Este domingo se nos sigue invitando a cambiar en otro modo de pensar: aceptar la cruz como camino imprescindible para la resurrección. Nadie quiere cruces en su vida y todos tenemos más de las que quisiéramos tener. Nos asusta, nos espanta, incluso nos escandaliza, la cruz. Hoy se nos dice, como vemos en el prefacio – – que la pasión es el camino de la resurrección. No hay otro camino. Que sólo llegaremos a la luz por la cruz; que no hay vida sin muerte y no hay muerte sin vida; que el grano de trigo para producir fruto tiene que morir.
Hoy, con su Transfiguración, Jesús, de una parte acompaña a los Discípulos, ayudándoles a comprender el Misterio que les anunció de su muerte, y de otra parte, revela cómo es el modo de amar de Dios, amar hasta el extremo. La Iglesia nos invita a revivir el misterio de la Transfiguración como ejercicio para avanzar en el conocimiento de Cristo y poner nuestra vida en estado de oración. Ambas cosas son necesarias para llegar a la Pascua. Jesús introduce a algunos de los discípulos en su espacio de intimidad con el Padre. Allí les deja entrever el esplendor de su gloria. Hay que poner la mirada en el rostro y no temer que el resplandor supere la capacidad de los sentidos. La humanidad visible del Hijo revela la verdad invisible de su divinidad. En el rostro del Hijo podemos contemplar al Padre. Junto a Jesús, Moisés y Elías conversan con Él. Para entrar con su humanidad en la gloria es necesario pasar por la Cruz en Jerusalén. La muerte será vivida por Jesús como testimonio supremo de su amor al Padre. Un secreto designio de misericordia se revela en la montaña: la Ley y los Profetas habían anunciado los sufrimientos redentores del Mesías; ahora sabemos que el Mesías es el Hijo amado del Padre. La Cruz abrazada en obediencia no es la aceptación resignada de un fracaso, sino el triunfo del amor más grande. El sufrimiento horroroso de la Cruz será la expresión más bella del amor extremo.

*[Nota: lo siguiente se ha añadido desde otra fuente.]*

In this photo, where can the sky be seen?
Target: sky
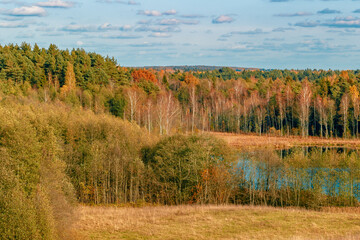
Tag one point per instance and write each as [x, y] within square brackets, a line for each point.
[282, 34]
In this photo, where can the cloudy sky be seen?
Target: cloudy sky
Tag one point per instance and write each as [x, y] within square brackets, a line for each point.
[293, 34]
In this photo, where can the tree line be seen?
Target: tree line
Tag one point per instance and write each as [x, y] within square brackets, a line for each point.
[76, 127]
[283, 102]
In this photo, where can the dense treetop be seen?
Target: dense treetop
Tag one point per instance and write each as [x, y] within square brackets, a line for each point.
[294, 102]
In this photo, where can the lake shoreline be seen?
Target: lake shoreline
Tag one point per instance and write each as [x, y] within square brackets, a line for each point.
[239, 141]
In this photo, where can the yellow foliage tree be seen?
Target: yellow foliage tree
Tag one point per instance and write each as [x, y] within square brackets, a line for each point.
[70, 80]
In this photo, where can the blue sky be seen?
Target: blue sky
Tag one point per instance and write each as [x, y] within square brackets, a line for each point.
[293, 34]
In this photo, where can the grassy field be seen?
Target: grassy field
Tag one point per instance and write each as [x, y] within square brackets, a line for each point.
[255, 141]
[217, 222]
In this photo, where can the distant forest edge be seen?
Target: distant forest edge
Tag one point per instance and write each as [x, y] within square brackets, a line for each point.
[199, 68]
[282, 102]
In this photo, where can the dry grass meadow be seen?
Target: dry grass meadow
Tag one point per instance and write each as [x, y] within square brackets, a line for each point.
[226, 222]
[217, 222]
[278, 142]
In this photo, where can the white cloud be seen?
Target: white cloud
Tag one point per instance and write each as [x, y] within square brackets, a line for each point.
[12, 25]
[56, 4]
[78, 28]
[27, 11]
[223, 19]
[160, 35]
[170, 12]
[151, 13]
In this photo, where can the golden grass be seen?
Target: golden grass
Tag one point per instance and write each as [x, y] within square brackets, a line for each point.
[217, 222]
[255, 141]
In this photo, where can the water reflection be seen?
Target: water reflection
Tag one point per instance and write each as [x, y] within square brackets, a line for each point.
[301, 176]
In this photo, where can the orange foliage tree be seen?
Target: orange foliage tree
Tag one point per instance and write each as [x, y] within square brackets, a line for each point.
[143, 74]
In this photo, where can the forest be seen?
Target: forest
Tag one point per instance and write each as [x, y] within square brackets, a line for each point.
[75, 127]
[280, 102]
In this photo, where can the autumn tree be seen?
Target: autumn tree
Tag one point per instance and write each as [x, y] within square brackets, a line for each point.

Hermanos y Amigos, en la transfiguración, Cristo se presenta ante nuestros ojos como el consumador de toda la obra de salvación, dando cumplimiento a las promesas realizadas por Dios. Cristo, con su transfiguración quiso anticipar tanto a sus discípulos como a nosotros la gloria de la resurrección. De esta manera, el Señor quiere alentar y fortalecer nuestra fe ante el camino dificultoso de la cruz, que es necesario atravesar, para llegar a la resurrección.
La transfiguración es una invitación a descubrir el rostro resplandeciente del Señor en la vida de cada día, con la certeza de que Cristo es verdaderamente nuestra luz y nuestra salvación. Con Él a nuestro lado no hemos de caminar con temor, sino con valentía, manteniendo nuestra esperanza en el Señor. Que nuestro corazón se abra durante el itinerario cuaresmal a esta esperanza, pidiendo a Dios Padre, que nos mandó escuchar a su Hijo, el predilecto, alimente nuestro espíritu con su Palabra.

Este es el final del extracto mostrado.